TAMPA — As Canada's first astronaut in space, Marc Garneau has a long history with Florida: He's visited the state more than 100 times, blasted off from the Kennedy Space Center aboard three space shuttle missions and each time safely touched down again in Florida.
This week Garneau is back, this time with warnings about what could be a bumpy ride ahead for two close friends, Canada and the United States.
"It's the best relationship between two countries in the world," said Garneau, now Canada's minister of transportation and chairman of Prime Minister Justin Trudeau's cabinet committee on Canadian-U.S. relations.
But Garneau said two proposals from President Donald Trump's administration or Republicans in Congress have the potential to undermine trade between Canada and states like Florida, where many jobs rely on tourism and commerce abroad.
The first is a border adjustment tax, an idea included in a U.S. House of Representatives tax proposal. It would impose a 20 percent tax on imports, with the new revenue offsetting deep cuts in corporate and income taxes.
The government in Ottawa would view the border adjustment tax, which is not universally embraced by Republicans and faces an uncertain future in Congress, as a tariff and a step in the wrong direction.
"This would have negative repercussions, not only for Canada, but also for the United States," Garneau said in an interview Thursday at Tampa City Hall. "It would have an effect on jobs. It would have an effect on consumer prices. It would have an effect of us, probably, if we felt disadvantaged, having to take some measures as well" — though he declined to predict what those would be.
To get the message out, Trudeau is sending cabinet members to about 15 key states to reach out to local, state and federal officials. Garneau came to Florida to give a speech at a global economic forum in Miami, and talk to leaders, including Tampa Mayor Bob Buckhorn, two deputy mayors in Miami, U.S. Rep. Gus Bilirakis, R-Palm Harbor, U.S. Rep. Charlie Crist, D-St. Petersburg, former Gov. Jeb Bush and Gov.

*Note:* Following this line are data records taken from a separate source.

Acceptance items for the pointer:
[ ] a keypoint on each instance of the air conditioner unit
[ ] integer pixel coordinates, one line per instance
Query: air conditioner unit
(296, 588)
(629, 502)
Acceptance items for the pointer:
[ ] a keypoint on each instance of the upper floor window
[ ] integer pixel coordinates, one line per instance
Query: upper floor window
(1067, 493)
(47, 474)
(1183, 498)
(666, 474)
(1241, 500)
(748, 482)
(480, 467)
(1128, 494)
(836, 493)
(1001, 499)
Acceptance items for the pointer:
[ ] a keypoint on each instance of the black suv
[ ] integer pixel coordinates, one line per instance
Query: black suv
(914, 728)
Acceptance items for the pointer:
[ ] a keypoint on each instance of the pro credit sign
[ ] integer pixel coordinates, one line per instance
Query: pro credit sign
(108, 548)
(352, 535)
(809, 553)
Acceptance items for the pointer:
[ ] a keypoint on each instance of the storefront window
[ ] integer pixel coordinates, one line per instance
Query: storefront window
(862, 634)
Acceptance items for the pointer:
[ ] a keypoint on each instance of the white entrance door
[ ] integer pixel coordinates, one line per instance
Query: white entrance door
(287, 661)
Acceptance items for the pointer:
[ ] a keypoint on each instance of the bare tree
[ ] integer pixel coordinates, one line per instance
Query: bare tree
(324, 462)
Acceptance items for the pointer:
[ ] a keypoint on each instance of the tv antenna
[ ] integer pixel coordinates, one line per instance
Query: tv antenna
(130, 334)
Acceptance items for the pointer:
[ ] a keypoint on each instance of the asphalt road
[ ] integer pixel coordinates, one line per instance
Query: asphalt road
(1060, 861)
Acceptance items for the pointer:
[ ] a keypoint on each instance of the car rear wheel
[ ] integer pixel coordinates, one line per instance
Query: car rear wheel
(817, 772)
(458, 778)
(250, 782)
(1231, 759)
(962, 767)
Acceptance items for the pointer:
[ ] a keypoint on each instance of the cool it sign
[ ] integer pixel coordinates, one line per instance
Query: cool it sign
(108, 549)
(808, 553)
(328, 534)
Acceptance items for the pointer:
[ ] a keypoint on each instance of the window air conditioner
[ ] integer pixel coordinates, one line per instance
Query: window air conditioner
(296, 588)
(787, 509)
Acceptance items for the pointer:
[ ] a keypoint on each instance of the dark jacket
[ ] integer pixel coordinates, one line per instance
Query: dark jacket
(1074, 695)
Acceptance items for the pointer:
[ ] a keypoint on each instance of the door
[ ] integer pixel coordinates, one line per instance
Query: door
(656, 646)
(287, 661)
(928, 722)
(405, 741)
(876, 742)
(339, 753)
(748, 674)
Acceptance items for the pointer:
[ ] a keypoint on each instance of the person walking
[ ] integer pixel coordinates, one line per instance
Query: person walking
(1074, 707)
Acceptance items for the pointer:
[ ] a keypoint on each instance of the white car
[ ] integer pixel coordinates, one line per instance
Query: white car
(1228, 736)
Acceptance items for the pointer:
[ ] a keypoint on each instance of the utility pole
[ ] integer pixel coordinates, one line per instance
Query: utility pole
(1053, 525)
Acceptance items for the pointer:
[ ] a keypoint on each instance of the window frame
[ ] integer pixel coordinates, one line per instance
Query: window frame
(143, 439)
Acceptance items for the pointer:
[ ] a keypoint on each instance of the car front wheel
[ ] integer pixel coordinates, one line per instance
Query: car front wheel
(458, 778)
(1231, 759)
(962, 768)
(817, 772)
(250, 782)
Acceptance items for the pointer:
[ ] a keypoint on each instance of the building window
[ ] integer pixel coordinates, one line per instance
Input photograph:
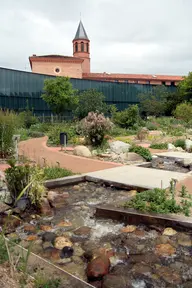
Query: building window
(76, 47)
(82, 47)
(57, 70)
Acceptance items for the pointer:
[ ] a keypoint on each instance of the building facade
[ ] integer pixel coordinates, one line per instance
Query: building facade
(78, 66)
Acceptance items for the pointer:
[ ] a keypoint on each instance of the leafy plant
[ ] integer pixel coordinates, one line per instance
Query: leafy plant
(144, 152)
(94, 127)
(56, 172)
(184, 111)
(159, 146)
(59, 94)
(90, 101)
(127, 118)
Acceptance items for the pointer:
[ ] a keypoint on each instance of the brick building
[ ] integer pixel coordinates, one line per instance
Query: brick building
(78, 65)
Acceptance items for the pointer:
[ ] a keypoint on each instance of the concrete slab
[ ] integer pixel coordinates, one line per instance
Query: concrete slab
(175, 155)
(136, 177)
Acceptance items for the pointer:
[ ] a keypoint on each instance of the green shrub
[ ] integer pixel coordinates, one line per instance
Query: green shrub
(19, 177)
(56, 129)
(9, 123)
(184, 112)
(27, 118)
(56, 172)
(127, 118)
(179, 143)
(144, 152)
(94, 127)
(159, 146)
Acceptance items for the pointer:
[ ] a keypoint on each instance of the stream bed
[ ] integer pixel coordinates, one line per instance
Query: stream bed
(105, 253)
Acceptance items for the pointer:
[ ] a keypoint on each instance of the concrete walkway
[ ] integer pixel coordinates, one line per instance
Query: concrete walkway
(37, 150)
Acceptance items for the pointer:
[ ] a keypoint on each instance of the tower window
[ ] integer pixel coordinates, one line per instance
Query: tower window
(82, 47)
(76, 47)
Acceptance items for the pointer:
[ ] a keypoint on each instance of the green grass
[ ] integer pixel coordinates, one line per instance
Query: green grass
(159, 146)
(56, 172)
(144, 152)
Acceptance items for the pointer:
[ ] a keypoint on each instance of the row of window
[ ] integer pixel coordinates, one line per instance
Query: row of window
(84, 47)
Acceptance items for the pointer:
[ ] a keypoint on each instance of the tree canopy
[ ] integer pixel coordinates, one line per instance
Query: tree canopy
(59, 94)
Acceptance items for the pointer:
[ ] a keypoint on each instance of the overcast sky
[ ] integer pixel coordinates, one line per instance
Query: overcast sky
(127, 36)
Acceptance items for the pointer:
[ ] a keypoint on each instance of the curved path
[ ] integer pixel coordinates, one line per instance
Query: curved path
(37, 150)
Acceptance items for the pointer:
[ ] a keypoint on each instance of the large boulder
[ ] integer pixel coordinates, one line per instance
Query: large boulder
(98, 268)
(119, 147)
(83, 151)
(188, 144)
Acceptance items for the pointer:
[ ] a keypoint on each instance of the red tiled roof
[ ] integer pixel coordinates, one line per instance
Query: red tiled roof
(146, 77)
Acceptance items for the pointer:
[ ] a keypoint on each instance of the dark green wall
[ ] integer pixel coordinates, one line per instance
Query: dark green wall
(19, 87)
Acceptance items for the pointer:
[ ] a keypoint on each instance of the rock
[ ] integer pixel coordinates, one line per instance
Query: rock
(185, 240)
(169, 232)
(119, 147)
(81, 150)
(131, 156)
(169, 275)
(128, 229)
(49, 237)
(61, 242)
(188, 144)
(67, 252)
(23, 204)
(45, 228)
(187, 162)
(98, 268)
(165, 250)
(57, 200)
(32, 238)
(171, 147)
(45, 208)
(114, 281)
(29, 228)
(83, 232)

Rick Scott, whom he ended up meeting at a Panera Bread in South Tampa.
Next week, he heads to Pennsylvania.
Garneau said another potentially troublesome policy is the "Buy American and Hire American" executive order that Trump signed Wednesday. It directs government agencies to uphold laws requiring the use of domestic goods and products for government projects. Trump says waivers and exemptions have undermined those regulations.
The order could diminish trade, affect supply chains for industries in both countries and ultimately lead to the loss of jobs, Garneau said.
"If we spend federal money in Canada on big procurement projects that are related to infrastructure we allow U.S. companies to bid on them," he said. "We would like to think that the same arrangement would continue to be the case."
Buckhorn agreed, saying the U.S. needs to recognize that it competes in a global economy.
"More trade is better," he said. "I think fair trade is better. I think we have a long-standing relationship with Canada that is virtually seamless and that ought to continue. Reverting to a protectionist mentality when it relates to trade does a disservice to everybody involved, especially the United States."
Trump also has talked about re-negotiating the North American Free Trade Agreement. Canada's government has less of a problem with that.
"Free trade deals should be reviewed every once in a while, and times change," Garneau said. "We are very ready to do that, and we will have some proposals to make ourselves."
About 3.8 million Canadians visited Florida last year, making Canada the top international country for visitation to the state, according to state statistics. Canada is also the state's No. 1 export market for agriculture, with grapefruit being the most popular commodity. Outside of agriculture, the state says Florida's top exports to Canada are mineral or chemical fertilizers and civilian aircraft, engines and parts. Its main import from Canada is oil.